Work Done on 5.8kg Particle in 4.4 seconds

[pringless]

A time-varying net force acting on a 5.8kg particle causes the object to have a displacement given by

x = a + bt + dt^2 + et^3

where a = 2m, b = 1.8 m/s, d = -1.6 m/s^2, e = .94 m/s^3 with x in meteres and t in seconds. Find the work done on the partciel in the first 4.4 seconds of motion. Answer in units of J.

i've taken both derivative and integral, I am not getting any way correct grr. can someone help

 

[sridhar_n]

...

Heres how u do the problem...


$$\int dw = \int_{x_{1}}^{x_{2}} F.dx$$; where $$F$$ is the force and is equal to $$m*a$$, where $$m$$ is the mass and $$a$$ is the accln.
To find the work done by the force in 1st 4.4 seconds you will have to do this:

$$x = a + bt + dt^2 + et^3$$. Therefore:

$$dx = (b + 2dt + 3et^2)dt$$

substitute this in the work equation to get:

$$\int dw = \int_{0}^{4.4} F * (b + 2dt + 3et^2)dt$$

where:
$$F = m*a$$, and $$a = d^2x$$ for the 1st 4.4 seconds. Find this force and then substitute in the work integral..

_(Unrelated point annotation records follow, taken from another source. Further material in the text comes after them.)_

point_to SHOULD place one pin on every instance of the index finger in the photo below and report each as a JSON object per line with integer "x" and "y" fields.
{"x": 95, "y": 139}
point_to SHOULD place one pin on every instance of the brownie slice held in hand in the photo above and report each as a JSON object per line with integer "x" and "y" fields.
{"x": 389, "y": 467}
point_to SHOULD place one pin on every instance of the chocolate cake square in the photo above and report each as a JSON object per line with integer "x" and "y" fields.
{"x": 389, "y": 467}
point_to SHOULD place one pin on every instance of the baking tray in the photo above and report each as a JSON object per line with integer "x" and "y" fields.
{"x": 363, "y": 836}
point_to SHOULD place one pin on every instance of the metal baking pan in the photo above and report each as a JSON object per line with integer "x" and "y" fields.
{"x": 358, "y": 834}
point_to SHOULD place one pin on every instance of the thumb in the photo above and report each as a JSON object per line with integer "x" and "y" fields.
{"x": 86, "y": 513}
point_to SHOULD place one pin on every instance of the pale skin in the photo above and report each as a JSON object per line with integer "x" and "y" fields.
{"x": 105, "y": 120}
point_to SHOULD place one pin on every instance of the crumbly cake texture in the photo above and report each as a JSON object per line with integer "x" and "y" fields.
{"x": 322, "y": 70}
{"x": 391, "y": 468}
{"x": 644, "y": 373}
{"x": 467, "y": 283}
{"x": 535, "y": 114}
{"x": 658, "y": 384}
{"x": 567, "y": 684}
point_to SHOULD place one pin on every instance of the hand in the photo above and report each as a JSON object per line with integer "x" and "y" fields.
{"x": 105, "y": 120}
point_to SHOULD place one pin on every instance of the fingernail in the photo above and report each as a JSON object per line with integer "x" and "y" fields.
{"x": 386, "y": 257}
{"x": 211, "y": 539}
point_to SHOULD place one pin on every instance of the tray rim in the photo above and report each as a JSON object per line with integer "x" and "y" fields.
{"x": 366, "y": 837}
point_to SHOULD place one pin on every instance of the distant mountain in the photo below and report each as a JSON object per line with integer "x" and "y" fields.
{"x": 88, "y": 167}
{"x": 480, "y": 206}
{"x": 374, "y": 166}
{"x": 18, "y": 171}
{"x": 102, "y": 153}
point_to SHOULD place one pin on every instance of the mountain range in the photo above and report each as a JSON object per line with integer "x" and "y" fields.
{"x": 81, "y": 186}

There is another way to this problem:
work done = change in kinetic energy. Find the kinetic energy at t = 0 and at t = 4.4 by finding the velocities at t = 0 and at t = 4.4sec by differentiating the expression for x and then substituting for t.

$$work done = W = m(v_{4.4}^2 - v_{0}^2)/2$$...

Sridhar

 

[M98Ranger]

To find the work done on the particle, we can use the work-energy theorem which states that the work done on an object is equal to the change in its kinetic energy.

In this case, the kinetic energy of the particle can be calculated using the formula:

KE = 1/2 * m * v^2

where m is the mass of the particle and v is its velocity.

Since the particle has a mass of 5.8kg, we can calculate its kinetic energy at any given time using the above formula. However, since we are interested in the work done in the first 4.4 seconds, we will calculate the kinetic energy at t = 4.4 seconds.

First, we need to calculate the velocity of the particle at t = 4.4 seconds using the given equation for displacement:

x = a + bt + dt^2 + et^3

Substituting t = 4.4 seconds and the given values for a, b, d, and e, we get:

x = 2 + 1.8(4.4) - 1.6(4.4)^2 + 0.94(4.4)^3 = 38.67 meters

Now, to calculate the velocity, we take the derivative of the displacement equation:

v = b + 2dt + 3et^2

Substituting t = 4.4 seconds and the given values for b, d, and e, we get:

v = 1.8 + 2(-1.6)(4.4) + 3(0.94)(4.4)^2 = -11.648 m/s

Finally, we can calculate the kinetic energy at t = 4.4 seconds:

KE = 1/2 * m * v^2 = 1/2 * 5.8 * (-11.648)^2 = 380.16 J

Therefore, the work done on the particle in the first 4.4 seconds of motion is 380.16 Joules.